Perigo da Sujeira na Alma

A falta prolongada do uso de sabonete pode virar costume. O indivíduo cria, dessa forma, uma “casca” protetora – aqui, no sentido nojento do termo – que o impede de sentir o frescor e o alívio (sem viadagem) da eliminação das impurezas da pele. Infelizmente, no caso da esperança acontece a mesma coisa. Intimamente ligada à fé, tal qual o sabonete à água, a falta de esperança provoca, em longo prazo, uma “casca” de indiferença e apatia na pessoa. E mesmo quando algo agradável, bom ou interessante acontece, que antes poderia transmitir alegria e motivação, o sujeito agora é incapaz de sentir qualquer coisa ou simplesmente ignora.

A assepsia da pele é importante, apesar de alguns motoristas de ônibus, taxistas e trabalhadores braçais provarem que é possível conviver em sociedade mesmo fedendo. A limpeza da alma, porém, é essencial. E assim como a matéria-prima do sabonete não é vista com bons olhos – e, convenhamos, até com certo asco – a matéria-prima da esperança – a ilusão – tem também um sentido bastante pejorativo, ingênuo até. Vira e mexe alguém diz “ah, tadinha, tá grávida de novo? Ô menina iludida essa…”. Ora, vale ressaltar que não faço apologia alguma à gravidez na adolescência, apesar de isso já ser considerado “comum” entre as famílias de classe baixa, muito baixa, hiper baixa, média alta, média besta e até na elite. Mas, que diabos, não é à toa que se diz que “a ignorância é uma bênção”. 

Adaptação

Investigar a origem de todos os problemas pessoais e estar sempre bem informado sobre tudo gera angústia. E se por acaso perguntássemos às pessoas que consideramos “iludidas” se elas se sentem felizes, realizadas? Será que ouviríamos cem por cento de “nãos”? Acho pouco provável. Temos uma capacidade impressionante de nos adaptarmos à realidade, por pior que seja. Sobrevivemos até – imaginem! – à total falta de esperança. Alguém neste estado não é exatamente uma boa companhia, mas sobrevive!
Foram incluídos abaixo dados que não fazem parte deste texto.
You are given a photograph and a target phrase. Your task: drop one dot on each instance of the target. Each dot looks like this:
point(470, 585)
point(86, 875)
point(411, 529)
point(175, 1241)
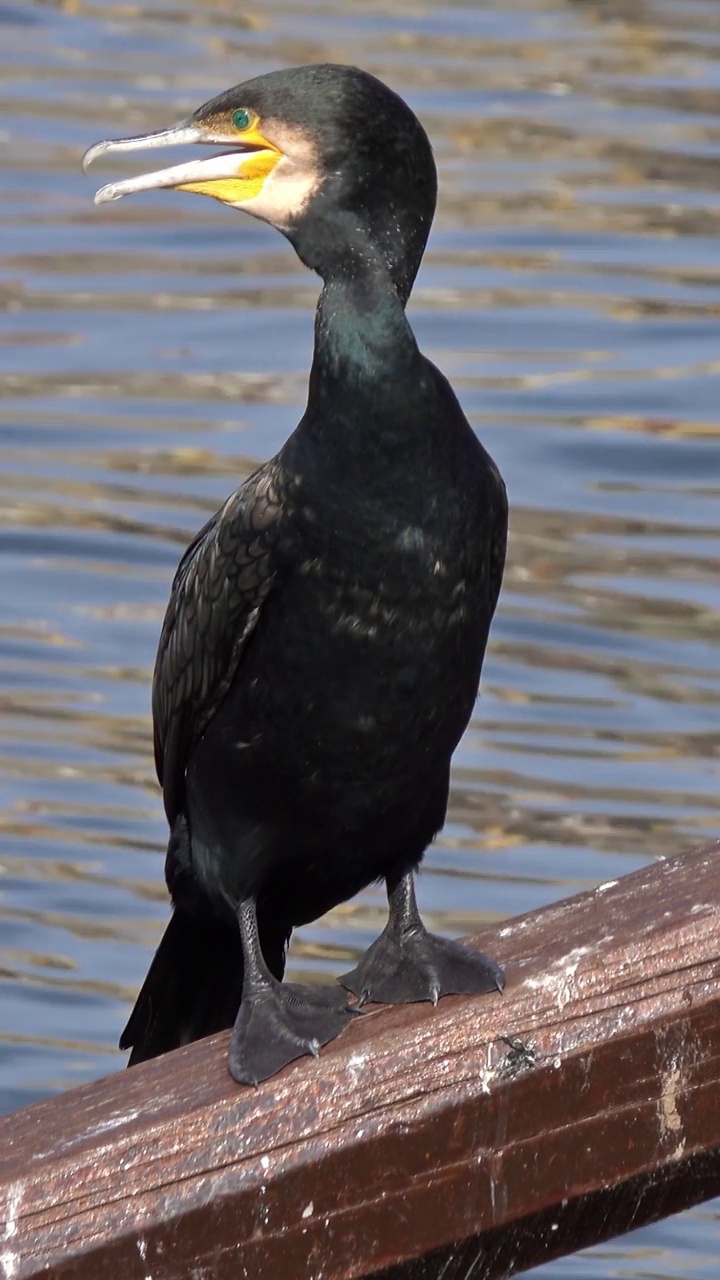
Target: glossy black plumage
point(323, 644)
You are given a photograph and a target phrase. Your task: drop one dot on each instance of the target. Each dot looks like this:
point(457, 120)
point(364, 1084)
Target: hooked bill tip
point(91, 154)
point(106, 193)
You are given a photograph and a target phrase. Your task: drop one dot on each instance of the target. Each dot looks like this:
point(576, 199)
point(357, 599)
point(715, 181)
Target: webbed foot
point(406, 963)
point(279, 1022)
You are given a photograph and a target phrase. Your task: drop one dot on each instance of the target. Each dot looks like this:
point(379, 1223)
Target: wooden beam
point(468, 1141)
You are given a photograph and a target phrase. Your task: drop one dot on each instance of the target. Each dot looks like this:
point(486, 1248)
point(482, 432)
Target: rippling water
point(153, 351)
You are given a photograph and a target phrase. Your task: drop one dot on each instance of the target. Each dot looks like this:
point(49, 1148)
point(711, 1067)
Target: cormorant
point(322, 649)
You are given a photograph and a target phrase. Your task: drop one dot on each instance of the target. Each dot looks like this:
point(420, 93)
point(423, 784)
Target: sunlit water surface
point(153, 351)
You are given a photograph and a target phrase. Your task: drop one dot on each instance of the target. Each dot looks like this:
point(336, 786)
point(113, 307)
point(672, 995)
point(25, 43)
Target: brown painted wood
point(420, 1143)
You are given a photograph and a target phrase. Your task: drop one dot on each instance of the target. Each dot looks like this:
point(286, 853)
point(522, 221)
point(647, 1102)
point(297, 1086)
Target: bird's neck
point(364, 346)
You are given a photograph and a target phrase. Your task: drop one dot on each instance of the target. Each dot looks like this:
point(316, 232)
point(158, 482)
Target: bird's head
point(299, 146)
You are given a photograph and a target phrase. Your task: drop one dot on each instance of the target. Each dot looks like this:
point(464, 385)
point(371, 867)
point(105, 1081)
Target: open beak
point(226, 170)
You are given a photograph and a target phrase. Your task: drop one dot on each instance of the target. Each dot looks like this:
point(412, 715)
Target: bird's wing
point(218, 592)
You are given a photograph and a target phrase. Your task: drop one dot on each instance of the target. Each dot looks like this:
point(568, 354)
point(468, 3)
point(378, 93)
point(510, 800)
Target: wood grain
point(422, 1143)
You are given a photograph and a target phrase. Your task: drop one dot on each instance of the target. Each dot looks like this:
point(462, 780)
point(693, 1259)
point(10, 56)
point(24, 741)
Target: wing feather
point(218, 592)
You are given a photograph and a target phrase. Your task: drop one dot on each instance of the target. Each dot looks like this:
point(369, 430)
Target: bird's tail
point(194, 986)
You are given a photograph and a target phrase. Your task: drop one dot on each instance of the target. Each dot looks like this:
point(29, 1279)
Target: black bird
point(323, 644)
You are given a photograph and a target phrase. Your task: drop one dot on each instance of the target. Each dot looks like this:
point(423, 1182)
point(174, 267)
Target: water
point(151, 351)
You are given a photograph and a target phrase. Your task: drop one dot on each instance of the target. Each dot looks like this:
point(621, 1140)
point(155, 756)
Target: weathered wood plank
point(420, 1143)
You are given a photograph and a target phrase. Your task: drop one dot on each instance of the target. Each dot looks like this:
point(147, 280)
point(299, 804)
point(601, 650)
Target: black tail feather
point(194, 986)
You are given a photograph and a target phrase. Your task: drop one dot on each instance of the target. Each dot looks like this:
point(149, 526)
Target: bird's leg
point(406, 963)
point(277, 1020)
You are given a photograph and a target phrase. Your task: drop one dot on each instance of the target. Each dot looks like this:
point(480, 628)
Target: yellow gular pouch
point(251, 173)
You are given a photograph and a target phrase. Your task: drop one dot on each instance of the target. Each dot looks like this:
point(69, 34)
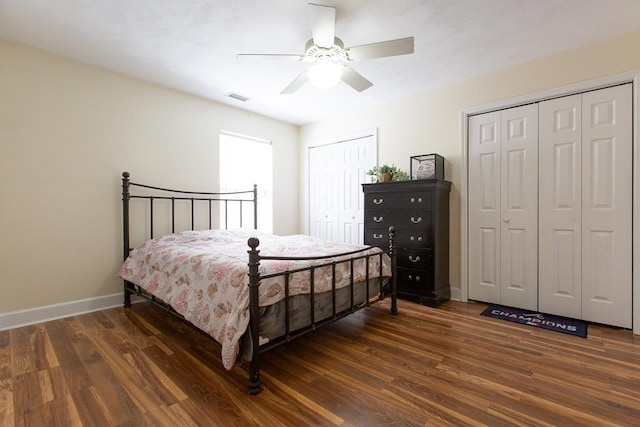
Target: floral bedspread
point(203, 275)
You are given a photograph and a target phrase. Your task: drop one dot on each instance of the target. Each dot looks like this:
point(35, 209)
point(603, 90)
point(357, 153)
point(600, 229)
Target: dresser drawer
point(419, 200)
point(421, 259)
point(414, 281)
point(414, 238)
point(383, 219)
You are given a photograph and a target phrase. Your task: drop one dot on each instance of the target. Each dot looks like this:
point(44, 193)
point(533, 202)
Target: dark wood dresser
point(419, 210)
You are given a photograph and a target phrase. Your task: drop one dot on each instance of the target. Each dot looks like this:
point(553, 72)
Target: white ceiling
point(191, 45)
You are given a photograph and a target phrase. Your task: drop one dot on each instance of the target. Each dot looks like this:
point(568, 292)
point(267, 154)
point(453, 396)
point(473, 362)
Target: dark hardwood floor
point(425, 366)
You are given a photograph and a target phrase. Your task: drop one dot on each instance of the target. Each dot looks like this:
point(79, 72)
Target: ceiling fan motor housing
point(315, 53)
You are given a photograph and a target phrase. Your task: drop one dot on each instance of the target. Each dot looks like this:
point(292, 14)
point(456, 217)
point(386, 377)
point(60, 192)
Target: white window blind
point(245, 161)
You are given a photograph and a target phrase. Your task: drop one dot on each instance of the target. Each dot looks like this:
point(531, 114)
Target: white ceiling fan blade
point(287, 56)
point(381, 49)
point(355, 80)
point(323, 23)
point(296, 84)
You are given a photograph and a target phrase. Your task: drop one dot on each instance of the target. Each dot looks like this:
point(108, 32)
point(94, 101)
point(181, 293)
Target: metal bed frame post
point(254, 315)
point(255, 206)
point(394, 279)
point(125, 227)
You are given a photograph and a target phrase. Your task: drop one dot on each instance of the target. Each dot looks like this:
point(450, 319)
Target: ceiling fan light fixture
point(325, 75)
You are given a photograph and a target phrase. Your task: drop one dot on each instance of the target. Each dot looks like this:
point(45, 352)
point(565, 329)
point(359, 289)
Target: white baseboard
point(456, 295)
point(16, 319)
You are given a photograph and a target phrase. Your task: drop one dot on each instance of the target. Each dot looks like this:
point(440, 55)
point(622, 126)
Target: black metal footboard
point(387, 289)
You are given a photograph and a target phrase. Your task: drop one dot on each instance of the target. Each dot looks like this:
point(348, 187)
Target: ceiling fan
point(330, 57)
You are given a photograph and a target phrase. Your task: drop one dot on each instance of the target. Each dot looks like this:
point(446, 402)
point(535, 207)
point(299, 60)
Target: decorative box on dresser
point(419, 210)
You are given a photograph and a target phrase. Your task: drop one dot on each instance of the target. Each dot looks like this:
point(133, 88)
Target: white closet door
point(561, 206)
point(323, 183)
point(336, 199)
point(484, 207)
point(519, 207)
point(356, 157)
point(607, 206)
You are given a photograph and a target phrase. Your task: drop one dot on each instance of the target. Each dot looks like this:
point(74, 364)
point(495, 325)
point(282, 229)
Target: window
point(245, 161)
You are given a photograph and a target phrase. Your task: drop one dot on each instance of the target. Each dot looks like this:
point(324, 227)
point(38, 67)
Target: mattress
point(203, 276)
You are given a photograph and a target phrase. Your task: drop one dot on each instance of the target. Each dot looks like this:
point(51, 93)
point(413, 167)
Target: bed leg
point(254, 316)
point(127, 296)
point(394, 276)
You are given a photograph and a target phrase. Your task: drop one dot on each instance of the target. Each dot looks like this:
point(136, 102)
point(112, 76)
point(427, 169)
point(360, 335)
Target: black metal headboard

Dizem que todo indivíduo “morre” três vezes durante a vida, e acredito piamente nisso. A primeira vez quando perde a inocência, a segunda quando perde a ingenuidade e a terceira, a morte propriamente dita.

Por isso, preciso de ajuda. Apesar de ter sabonete, já não consigo mais sentir seu perfume. Condicionei-me a viver sem ilusões de qualquer tipo. Já é hora de eliminar essa “sujeira”, preciso me sentir “limpo” – vivo – de novo. E sei que não estou sozinho nesta carência. Muitos de nós sequer podemos identificar com clareza o que realmente acontece em nossos corações e mentes, haja visto todos os sentidos anestesiados pelos “purificadores de ar” que aí estão, tomando conta da nossa vida – mídias sociais onde todos são felizes o tempo todo, por exemplo.